Schafer compose en outre une série d’œuvres multimodales explorant le thème de l’aliénation, les états mentaux extrêmes et le destin de l’individu dans la société contemporaine. Ainsi, Loving: Toi (1965) est un opéra non narratif sur un livret bilingue, en anglais et en français, qui présente et commente des impressions musicales sur l’amour et les relations hétérosexuelles. Une actrice, Elle, et quatre chanteuses (Modestie, soprano, et les mezzo-sopranos Ishtar, Vanité et Eros) adoptent un point de vue féminin. Le point de vue masculin est confié à un acteur, Lui, et à une voix désincarnée, enregistrée sur bande magnétique, le Poète.
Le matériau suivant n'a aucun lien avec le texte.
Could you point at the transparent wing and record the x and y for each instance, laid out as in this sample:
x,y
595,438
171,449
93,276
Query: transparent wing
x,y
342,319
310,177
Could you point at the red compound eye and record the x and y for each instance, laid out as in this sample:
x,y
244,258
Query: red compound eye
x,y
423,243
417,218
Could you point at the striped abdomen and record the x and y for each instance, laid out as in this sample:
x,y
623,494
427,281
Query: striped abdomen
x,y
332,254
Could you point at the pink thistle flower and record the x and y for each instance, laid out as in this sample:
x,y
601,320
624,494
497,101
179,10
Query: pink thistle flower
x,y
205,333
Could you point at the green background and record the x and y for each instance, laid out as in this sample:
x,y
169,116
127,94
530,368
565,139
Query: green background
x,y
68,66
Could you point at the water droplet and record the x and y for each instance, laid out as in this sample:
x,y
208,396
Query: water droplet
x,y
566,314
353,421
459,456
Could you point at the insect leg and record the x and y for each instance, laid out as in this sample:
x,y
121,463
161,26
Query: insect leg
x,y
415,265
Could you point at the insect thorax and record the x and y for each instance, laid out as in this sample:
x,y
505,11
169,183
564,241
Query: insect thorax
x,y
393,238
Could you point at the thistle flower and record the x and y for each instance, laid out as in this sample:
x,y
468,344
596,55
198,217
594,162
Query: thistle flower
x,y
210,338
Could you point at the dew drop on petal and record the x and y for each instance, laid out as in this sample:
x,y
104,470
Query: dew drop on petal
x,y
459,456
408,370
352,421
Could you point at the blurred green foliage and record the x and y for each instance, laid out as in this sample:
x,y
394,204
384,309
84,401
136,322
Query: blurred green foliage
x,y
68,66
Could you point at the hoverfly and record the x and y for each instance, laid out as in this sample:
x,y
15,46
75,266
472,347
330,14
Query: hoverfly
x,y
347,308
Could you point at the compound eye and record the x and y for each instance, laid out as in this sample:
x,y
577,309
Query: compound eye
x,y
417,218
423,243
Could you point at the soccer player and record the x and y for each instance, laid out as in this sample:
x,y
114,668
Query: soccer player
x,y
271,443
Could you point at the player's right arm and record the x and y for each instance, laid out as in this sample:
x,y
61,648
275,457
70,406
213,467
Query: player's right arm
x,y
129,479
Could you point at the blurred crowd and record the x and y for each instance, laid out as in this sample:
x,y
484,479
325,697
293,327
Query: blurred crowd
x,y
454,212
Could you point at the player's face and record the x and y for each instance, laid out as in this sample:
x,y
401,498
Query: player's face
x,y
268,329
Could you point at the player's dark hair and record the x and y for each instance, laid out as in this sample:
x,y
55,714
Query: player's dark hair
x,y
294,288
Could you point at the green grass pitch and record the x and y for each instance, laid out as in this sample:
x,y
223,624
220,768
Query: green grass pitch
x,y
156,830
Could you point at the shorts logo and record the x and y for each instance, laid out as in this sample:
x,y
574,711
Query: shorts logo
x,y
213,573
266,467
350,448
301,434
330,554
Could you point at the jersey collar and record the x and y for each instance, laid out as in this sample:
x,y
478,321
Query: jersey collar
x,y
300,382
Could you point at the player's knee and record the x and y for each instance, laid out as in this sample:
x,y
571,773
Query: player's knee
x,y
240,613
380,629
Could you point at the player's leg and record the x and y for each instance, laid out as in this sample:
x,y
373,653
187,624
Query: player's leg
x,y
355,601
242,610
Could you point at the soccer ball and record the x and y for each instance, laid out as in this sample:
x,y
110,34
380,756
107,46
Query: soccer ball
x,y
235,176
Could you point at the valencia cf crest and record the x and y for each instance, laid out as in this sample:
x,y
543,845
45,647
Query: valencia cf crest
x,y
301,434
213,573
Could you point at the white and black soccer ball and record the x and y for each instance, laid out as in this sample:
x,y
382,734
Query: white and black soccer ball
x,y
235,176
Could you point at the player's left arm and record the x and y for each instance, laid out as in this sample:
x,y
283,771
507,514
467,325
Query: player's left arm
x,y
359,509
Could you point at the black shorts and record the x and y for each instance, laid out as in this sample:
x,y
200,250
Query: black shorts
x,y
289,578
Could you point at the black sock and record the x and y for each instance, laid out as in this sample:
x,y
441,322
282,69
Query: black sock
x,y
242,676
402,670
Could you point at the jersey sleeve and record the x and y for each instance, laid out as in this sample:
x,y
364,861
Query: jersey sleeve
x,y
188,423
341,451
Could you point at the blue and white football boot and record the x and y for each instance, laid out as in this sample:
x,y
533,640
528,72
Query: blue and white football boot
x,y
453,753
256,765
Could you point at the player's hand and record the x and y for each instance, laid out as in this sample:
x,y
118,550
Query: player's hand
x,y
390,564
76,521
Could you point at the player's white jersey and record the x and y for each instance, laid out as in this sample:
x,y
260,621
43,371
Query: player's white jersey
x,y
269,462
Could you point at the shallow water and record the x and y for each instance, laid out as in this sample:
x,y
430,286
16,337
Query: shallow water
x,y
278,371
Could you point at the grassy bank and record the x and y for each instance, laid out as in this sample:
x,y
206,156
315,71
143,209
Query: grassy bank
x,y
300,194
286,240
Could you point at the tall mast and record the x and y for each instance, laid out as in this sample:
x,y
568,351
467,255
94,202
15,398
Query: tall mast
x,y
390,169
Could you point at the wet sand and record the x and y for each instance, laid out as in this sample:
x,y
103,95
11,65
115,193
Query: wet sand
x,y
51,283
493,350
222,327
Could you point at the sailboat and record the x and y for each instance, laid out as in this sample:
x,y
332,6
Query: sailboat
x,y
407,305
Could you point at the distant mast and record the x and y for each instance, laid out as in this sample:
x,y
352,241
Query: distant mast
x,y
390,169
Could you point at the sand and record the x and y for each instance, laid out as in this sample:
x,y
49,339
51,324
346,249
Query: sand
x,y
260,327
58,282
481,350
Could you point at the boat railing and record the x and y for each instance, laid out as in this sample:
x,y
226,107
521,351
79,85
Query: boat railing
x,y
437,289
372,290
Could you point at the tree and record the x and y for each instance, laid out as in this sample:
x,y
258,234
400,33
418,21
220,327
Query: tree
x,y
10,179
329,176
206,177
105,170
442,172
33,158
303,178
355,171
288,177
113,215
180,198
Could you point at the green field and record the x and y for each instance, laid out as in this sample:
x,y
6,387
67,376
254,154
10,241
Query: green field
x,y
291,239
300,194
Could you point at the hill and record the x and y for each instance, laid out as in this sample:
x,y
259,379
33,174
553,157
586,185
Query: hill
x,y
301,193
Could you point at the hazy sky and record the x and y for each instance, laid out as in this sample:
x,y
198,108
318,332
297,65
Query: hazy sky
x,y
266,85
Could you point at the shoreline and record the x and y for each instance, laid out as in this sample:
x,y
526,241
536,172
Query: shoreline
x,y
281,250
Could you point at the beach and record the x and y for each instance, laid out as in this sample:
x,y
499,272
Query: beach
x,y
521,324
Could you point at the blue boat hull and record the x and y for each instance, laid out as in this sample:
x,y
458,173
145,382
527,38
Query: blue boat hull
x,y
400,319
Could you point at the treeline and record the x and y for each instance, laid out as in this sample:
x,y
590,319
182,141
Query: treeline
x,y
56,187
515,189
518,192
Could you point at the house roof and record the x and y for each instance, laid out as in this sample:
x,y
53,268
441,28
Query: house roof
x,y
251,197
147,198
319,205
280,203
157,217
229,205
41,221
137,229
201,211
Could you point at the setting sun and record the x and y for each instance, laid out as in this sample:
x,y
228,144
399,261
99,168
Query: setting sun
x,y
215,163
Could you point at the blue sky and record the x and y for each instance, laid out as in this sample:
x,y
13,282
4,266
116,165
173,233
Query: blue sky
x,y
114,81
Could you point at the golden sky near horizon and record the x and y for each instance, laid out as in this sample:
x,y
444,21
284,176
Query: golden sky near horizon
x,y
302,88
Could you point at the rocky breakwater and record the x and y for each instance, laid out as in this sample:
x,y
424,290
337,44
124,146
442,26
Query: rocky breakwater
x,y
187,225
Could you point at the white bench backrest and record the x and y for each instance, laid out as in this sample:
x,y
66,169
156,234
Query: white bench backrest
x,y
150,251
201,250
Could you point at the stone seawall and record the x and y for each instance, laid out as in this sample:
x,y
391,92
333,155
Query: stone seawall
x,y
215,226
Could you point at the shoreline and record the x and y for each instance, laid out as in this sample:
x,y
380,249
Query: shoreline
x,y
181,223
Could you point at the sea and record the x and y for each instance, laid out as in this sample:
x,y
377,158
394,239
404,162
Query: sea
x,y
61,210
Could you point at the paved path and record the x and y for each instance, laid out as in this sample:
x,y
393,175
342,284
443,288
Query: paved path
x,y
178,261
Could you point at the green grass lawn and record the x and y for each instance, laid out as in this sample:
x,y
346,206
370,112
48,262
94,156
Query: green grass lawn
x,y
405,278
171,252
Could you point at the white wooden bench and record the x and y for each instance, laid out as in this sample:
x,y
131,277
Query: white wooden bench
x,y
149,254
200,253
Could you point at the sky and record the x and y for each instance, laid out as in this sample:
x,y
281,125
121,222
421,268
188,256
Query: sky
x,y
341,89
Schafer précise que les danseurs et acteurs supplémentaires sont optionnels dans la mise en scène. Peu après, l’œuvre de chambre pour mezzo-soprano Patria 2: Requiems for the Party Girl (1969, révision en 1978) suivra l’effondrement et le suicide d’une jeune femme éprouvant la solitude et l’aliénation provoquées par les forces oppressives de la société urbaine contemporaine. L’héroïne tragique y passe par une série d’états de grande angoisse, qu’évoquent les textes fragmentés de Schafer, lesquels présentent des syllabes dépourvues de sens, des syllabes et des mots anglais aléatoirement juxtaposés, ainsi que des techniques vocales qui obscurcissent la clarté du récit et la subjectivité de la chanteuse.

Schafer expérimente la spatialisation des artistes et du public, remettant en cause les traditions et les limites de la salle de concert et des maisons d’opéra, et intégrant à l’œuvre les caractéristiques architecturales et l’atmosphère de nouveaux espaces. Ses premières expériences, au cours des années 1960 et au début des années 1970, révèlent un intérêt croissant pour l’esthétique et pour les objectifs expressifs. Dans Five Studies on Texts de Prudentius (1962, révision en 1965), pour soprano et quatre flûtes, Schafer brouille les frontières établies : les quatre flûtes jouent aux quatre coins de la salle, dans un espace de taille moyenne, tandis que la chanteuse est sur scène. Les artistes entourent le public, créant l’effet d’un son surround. De semblables expériences seront menées dans les compositions environnementales et dans les espaces alternatifs du cycle Patria.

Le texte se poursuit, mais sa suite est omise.